The Art of Investing in an America is written in the form of a "how-to" primer for Chinese investors planning acquisitions in the United States. Fifteen chapters cover topics related to the American business climate, procedures, laws and systems in a FAQ style. Within each chapter, the subject matter is broken down in a format designed to address the questions Chinese investors are likely to have about each topic (and some they may not have thought of). The topics progress to create a step-by-step guide.

===Topics===
- 1.	Why Chinese Investors – After the Meltdown – Should Read This Book
- 2.	Understanding Cultural Differences Between China and the United States
- 3.	Key Facts You Should Know About America
- 4.	Introduction to the United States Legal System
- 5.	Managing U.S. Investments and Operations
- 6.	Joint Ventures in America and Negotiating a Successful Joint Venture Agreement
- 7.	Five Business Structures Used by Foreign Investors in America
- 8.	United States Immigration Laws
- 9.	Workers and Labor Unions
- 10.	Patents, Copyrights, Trademarks, and Trade Secrets in America
- 11.	United States Real Estate Law
- 12.	Environmental Laws in the United States
- 13.	Three United States Laws Foreign Investors Must Understand
- 14.	United States Lobbying Laws
- 15.	The 10 Most Important Lessons for Investors in America

==Language==

The Art of Investing in America is printed in a dual-language format, with the Chinese text appearing in the first half of the book followed by the English text.
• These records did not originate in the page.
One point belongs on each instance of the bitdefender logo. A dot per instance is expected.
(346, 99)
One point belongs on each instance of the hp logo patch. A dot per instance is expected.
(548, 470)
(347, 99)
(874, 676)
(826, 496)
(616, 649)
A table of contents is provided in both languages.

Unkovic's style of writing is strictly informative and the language used to discuss the topic of foreign investments is explanatory. The content is a mixture of facts, personal opinions and observations.

== Theme ==

Unkovic outwardly states that his intent in The Art of Investing in America is to guide Chinese investors toward successful acquisitions in the United States by concisely presenting the basics of what they need to know about commercial transactions and business procedures in America.

In the first chapter titled "Why Chinese Investors -- After the Meltdown --Should Read This Book," Unkovic addresses potential concerns about whether the economic climate is still favorable for investments after the recent financial crisis and the current opportunities available. He then proceeds in chapters such as "Understanding Cultural Differences Between China and the United States" and "Introduction to the United States Legal System" to give an overview of the fundamentals of U.S. business transactions. Chapters such as "Workers and Labor Unions" and "Patents, Copyrights, Trademarks and Trade Secrets in America" discuss legal issues Chinese investors would potentially face in business acquisitions. The book concludes with "The 10 Most Important Lessons for Investors in America," a condensed review of Unkovic's advice for successful American acquisitions by Chinese investors.